Experiment Class¶
gaico.Experiment ¶
An abstraction to simplify plotting, applying thresholds, and generating CSVs for comparing LLM responses against reference answers using various metrics.
__init__ ¶
__init__(llm_responses, reference_answer)
Initializes the Experiment.
Parameters:
Name | Type | Description | Default |
---|---|---|---|
llm_responses
|
Dict[str, Any]
|
A dictionary mapping model names (str) to their generated outputs (Any). |
required |
reference_answer
|
Optional[Any]
|
A single reference output (Any) to compare against. If None, the output from the first model in |
required |
Raises:
Type | Description |
---|---|
TypeError
|
If llm_responses is not a dictionary. |
ValueError
|
If llm_responses does not contain string keys, or if it's empty when reference_answer is None. |
to_dataframe ¶
to_dataframe(metrics=None)
Returns a DataFrame of scores for the specified metrics.
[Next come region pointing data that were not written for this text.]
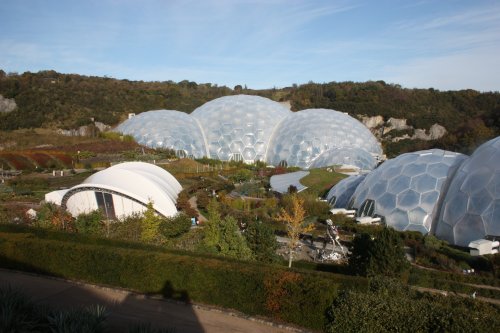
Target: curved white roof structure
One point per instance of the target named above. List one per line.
(239, 127)
(471, 208)
(340, 194)
(124, 189)
(304, 136)
(167, 129)
(405, 190)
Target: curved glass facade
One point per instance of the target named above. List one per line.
(166, 129)
(405, 190)
(340, 194)
(239, 127)
(471, 208)
(303, 136)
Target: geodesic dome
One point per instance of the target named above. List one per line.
(347, 157)
(303, 136)
(405, 190)
(340, 194)
(239, 127)
(471, 207)
(166, 129)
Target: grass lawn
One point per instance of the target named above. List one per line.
(319, 181)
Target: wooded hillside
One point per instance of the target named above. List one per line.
(53, 100)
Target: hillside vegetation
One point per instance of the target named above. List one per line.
(52, 100)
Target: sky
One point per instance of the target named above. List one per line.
(441, 44)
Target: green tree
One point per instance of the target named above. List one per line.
(150, 225)
(89, 223)
(175, 226)
(129, 228)
(242, 175)
(222, 235)
(262, 241)
(382, 254)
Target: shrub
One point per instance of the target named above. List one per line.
(262, 241)
(175, 226)
(89, 223)
(250, 287)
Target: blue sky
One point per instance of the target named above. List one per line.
(444, 44)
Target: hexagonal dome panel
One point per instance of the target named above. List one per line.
(406, 189)
(166, 129)
(240, 124)
(307, 134)
(471, 207)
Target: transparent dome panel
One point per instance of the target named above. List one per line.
(404, 191)
(471, 207)
(239, 125)
(310, 133)
(166, 129)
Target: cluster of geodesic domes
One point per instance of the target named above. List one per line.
(252, 128)
(450, 195)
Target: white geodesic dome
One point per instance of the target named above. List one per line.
(239, 127)
(471, 207)
(405, 190)
(340, 194)
(303, 136)
(346, 157)
(167, 129)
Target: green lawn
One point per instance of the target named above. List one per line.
(319, 181)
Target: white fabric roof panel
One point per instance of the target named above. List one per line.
(143, 182)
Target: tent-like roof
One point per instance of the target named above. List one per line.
(143, 182)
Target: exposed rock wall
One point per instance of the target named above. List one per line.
(382, 129)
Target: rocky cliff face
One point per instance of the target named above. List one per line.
(395, 129)
(7, 104)
(87, 130)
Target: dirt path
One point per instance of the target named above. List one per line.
(126, 308)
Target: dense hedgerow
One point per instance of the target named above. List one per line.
(293, 296)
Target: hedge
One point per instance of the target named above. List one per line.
(454, 282)
(293, 296)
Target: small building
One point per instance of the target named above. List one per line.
(121, 190)
(483, 246)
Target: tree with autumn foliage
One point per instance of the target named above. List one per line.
(294, 217)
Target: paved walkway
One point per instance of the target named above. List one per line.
(126, 308)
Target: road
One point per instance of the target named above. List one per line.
(126, 308)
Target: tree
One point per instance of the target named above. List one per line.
(262, 241)
(222, 236)
(51, 216)
(294, 220)
(150, 225)
(129, 228)
(175, 226)
(381, 255)
(89, 223)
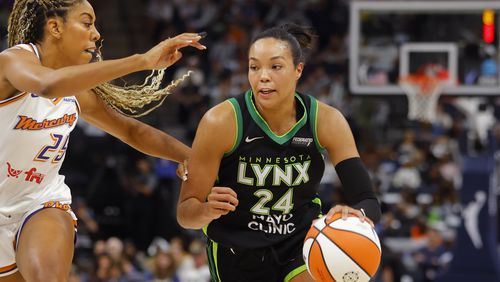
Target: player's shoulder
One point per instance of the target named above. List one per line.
(21, 51)
(220, 114)
(328, 112)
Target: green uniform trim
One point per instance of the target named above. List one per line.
(295, 272)
(259, 120)
(317, 201)
(314, 123)
(239, 125)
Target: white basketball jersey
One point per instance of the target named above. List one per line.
(33, 141)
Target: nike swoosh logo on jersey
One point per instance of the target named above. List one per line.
(248, 139)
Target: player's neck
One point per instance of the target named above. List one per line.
(282, 119)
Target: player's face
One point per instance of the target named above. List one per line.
(271, 72)
(79, 34)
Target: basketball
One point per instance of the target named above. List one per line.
(342, 250)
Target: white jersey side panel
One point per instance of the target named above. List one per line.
(33, 141)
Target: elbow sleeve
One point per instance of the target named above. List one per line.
(358, 189)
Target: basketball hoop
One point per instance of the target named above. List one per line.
(423, 90)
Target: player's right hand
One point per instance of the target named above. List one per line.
(166, 53)
(220, 201)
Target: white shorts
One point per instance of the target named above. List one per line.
(9, 235)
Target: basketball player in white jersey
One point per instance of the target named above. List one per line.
(45, 86)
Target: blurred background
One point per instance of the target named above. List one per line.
(436, 179)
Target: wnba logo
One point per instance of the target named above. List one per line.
(301, 141)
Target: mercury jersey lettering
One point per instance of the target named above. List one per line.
(275, 177)
(35, 134)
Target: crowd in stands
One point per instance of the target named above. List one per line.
(126, 202)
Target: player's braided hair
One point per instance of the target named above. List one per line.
(26, 25)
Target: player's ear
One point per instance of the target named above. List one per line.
(54, 27)
(298, 70)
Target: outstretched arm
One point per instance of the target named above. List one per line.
(23, 70)
(137, 134)
(344, 155)
(199, 203)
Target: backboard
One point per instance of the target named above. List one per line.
(390, 39)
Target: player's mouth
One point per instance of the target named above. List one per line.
(266, 91)
(91, 50)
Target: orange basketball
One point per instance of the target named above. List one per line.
(342, 250)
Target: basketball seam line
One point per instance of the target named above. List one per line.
(344, 251)
(369, 239)
(322, 255)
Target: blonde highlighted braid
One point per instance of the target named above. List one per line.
(26, 25)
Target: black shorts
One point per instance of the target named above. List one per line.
(280, 262)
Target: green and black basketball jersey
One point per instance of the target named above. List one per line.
(276, 177)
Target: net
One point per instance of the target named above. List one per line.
(423, 90)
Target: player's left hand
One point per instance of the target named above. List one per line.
(182, 171)
(346, 210)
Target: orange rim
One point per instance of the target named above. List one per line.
(425, 83)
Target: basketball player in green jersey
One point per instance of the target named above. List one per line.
(263, 151)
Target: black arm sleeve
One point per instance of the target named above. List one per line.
(358, 189)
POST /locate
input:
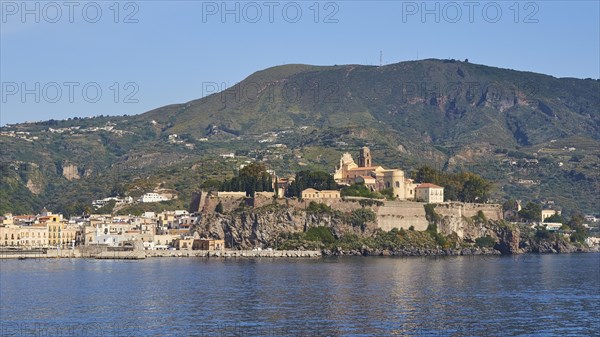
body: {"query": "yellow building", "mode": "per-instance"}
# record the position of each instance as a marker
(209, 244)
(430, 193)
(10, 235)
(61, 234)
(35, 236)
(546, 213)
(350, 173)
(311, 193)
If metrics is None, scores for all default metrics are returned.
Parameters:
Name | Type | Description | Default |
---|---|---|---|
metrics
|
Optional[List[str]]
|
A list of base metric names (e.g., "Jaccard", "ROUGE"). Defaults to None. |
None
|
Returns:
Type | Description |
---|---|
pd.DataFrame
|
A pandas DataFrame with columns "model_name", "metric_name", "score". "metric_name" will contain flat metric names (e.g., "ROUGE_rouge1"). |
compare ¶
compare(metrics=None, plot=False, custom_thresholds=None, output_csv_path=None, aggregate_func=None, plot_title_suffix='Comparison', radar_metrics_limit=12)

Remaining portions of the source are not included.